Question
· Apr 15, 2020

Exporting sources as XML to stream

Hello,

Recently I have been required to work with a method called ExportToStream.

The situation asks me to export a UTF-8-encoded JSON as a XML to be imported on old releases. Here's how I attempted to fulfill this request:

do $System.OBJ.ExportToStream("path/to/my/json/file.json", .stream,,,"UTF8")

The file is indeed encoded as UTF-8 and although the XML header denotes that it has been exported as UTF8:

<?xml version="1.0" encoding="UTF8"?>

The body content seems to differ:

"text": "Condição de pagamento sujeito a análise de crédito: "

I will say it again, the original file is encoded as UTF-8 and it displays correctly if seen from any editor.
Both the editor and the file utility identifies the file as UTF-8 without BOM (and that is correct).

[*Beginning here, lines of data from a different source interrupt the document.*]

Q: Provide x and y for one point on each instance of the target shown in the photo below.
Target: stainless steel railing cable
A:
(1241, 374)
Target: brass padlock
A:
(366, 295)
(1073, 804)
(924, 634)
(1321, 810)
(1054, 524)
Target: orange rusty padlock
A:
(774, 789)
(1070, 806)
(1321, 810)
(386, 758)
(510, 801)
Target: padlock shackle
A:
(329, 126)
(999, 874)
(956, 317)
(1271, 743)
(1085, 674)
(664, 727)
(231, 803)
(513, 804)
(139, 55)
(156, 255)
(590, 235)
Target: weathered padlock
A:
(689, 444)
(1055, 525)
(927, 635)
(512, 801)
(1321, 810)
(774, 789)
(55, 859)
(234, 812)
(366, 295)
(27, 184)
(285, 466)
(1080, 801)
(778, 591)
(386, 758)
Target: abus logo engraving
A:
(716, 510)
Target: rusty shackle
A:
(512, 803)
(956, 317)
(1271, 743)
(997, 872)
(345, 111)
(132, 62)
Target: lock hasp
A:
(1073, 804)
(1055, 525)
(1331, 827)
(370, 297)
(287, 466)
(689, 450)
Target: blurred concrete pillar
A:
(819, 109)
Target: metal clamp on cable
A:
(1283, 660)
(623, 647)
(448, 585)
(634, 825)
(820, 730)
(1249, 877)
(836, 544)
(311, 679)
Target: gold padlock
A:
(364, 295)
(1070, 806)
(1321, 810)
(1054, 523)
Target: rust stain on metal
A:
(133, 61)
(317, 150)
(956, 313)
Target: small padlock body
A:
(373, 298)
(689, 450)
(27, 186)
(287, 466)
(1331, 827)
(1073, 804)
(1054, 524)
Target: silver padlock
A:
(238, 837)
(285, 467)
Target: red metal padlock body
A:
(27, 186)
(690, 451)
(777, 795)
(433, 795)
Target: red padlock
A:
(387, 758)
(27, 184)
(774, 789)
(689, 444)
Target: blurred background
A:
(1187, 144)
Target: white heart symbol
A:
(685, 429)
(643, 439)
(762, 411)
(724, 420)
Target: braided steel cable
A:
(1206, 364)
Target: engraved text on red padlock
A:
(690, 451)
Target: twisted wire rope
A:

With that said, can anyone figure what am I doing wrong? Or is that a bug?

I used Caché 2017 and IRIS 2019.3, both presented the same issue.

Discussion (10)1
Log in or sign up to continue

Hi Rubens.

Works fine for me on IRIS 2020.1 with rusw locale, see below.

Perhaps you can try to export directly to file, instead of using stream.

USER>!type ..\..\csp\user\test.json

{
"a":"русский текст"
}
USER>set stream=##class(%Stream.FileCharacter).%New()   

USER>set stream.Filename = "c:\temp\qq.xml"                                      

USER>do $System.OBJ.ExportToStream("/csp/user/test.json", .stream,,,"UTF8")      
Exporting to XML started on 04/16/2020 12:13:33
Exporting CSP/CSR or file: /csp/user/test.json
Export finished successfully.

USER>w stream.%Save()
1

USER>!type c:\temp\qq.xml

<?xml version="1.0" encoding="UTF8"?>
<Export generator="IRIS" version="26" zv="IRIS for Windows (x86-64) 2020.1 (Build 215U)" ts="2020-04-16 12:13:33">
<CSP name="test.json" application="/csp/user/" default="1"><![CDATA[
{
"a":"русский текст"
}]]></CSP>
</Export>

Hello @Alexander Koblov.

I also did the test using Export instead of ExportToStream and got the same result.

Now first thing, you must make sure that the file you used is indeed written using UTF-8.

You can check it by using the following command:

file -bi ..\..\csp\user\test.json

It should display:

charset=utf-8

Now regarding more tests I did, it seems like there's an imposed transcoding step when exporting the file. I ran several simulations with many type of combinations:

  • When the original is file written using UTF-8 and I exported using UTF8 it broke the encoding.
  • When the original is file written using UTF-8 and I exported using RAW (which is ISO-8859-1 in my case), it DID NOT broke the encoding.
  • When the original is file written using ISO-8859-1 and I exported using RAW, it DID NOT broke the encoding.
  • When the original is file written using ISO-8859-1 and I exported using UTF8 it DID NOT broke the encoding.

This is very strange.

Yes, what I meant to say is that the original file is correct. It's not us who did the double transcoding. The resulting output that I posted:

"text": "Condição de pagamento sujeito a análise de crédito: "

Is straight from the call from Export and/or ExportToStream. Which is why I said that these methods seems to impose a transcoding step.

This is weird, I shouldn't have to convert a file to RAW in order to export to UTF-8. But instead provide the same charset for both input/output so that the engine actually knows which encoding to use (but not transcode).

Unless there's is a way to effectively disable that hidden transcoding step that these method do, this make these methods really misleading.